Here yawns the heather in its gall of pox;
The brown of oaks takes on the smell of dogs,
The village glows in its October bells.

Wearily honey drips in earthen pots
At which the hands unite again in solace;
Lonely the millstones grind goes on as always,
The castle standing in its own moat rots.

Deathbeds glimmer in the fathers' gold.
It's evening and the sons behold the wonder:
Their house of birth, in drowning fog, goes under,
And youth and love and all is now too old  


The Original:

Herfst

Het is een land van grijsaards na de zomer,
hier geeuwt de heide in haar gal van zonde;
het bruin der eiken heeft de geur van honden, 

het dorp gloeit in zijn klokken van oktober. 



De honig druipt vermoeid in aarden potten
waaraan de handen zich getroost verenen; 

en eenzaam duurt ’t gemaal der molenstenen,
’t kasteel staat in zijn grachten te verrotten. 

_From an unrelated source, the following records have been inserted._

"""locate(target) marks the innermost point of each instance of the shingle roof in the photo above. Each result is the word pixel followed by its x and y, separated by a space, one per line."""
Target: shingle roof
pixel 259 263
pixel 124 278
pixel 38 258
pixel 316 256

Sterfbedden blinken van het goud der vaderen, 

’t is avond en de zonen zien het wonder: 

’t geboortehuis dompelt in nevel onder 

en jeugd en lief en ’t ál zijn niet te naderen.

1 comment:

  1. Very nice! Not sure about two things though: 'the pox' and the 'drowning fog'. Fog sounds a whole lot thicker than 'nevel' to me. Nevel is more 'a haze', I'd say.
    Also, in Dutch, the 'gal van zonde' is seriously beautiful because of the combination between 'gall' and 'sin'. That seems lost in the 'pox'. To me at least.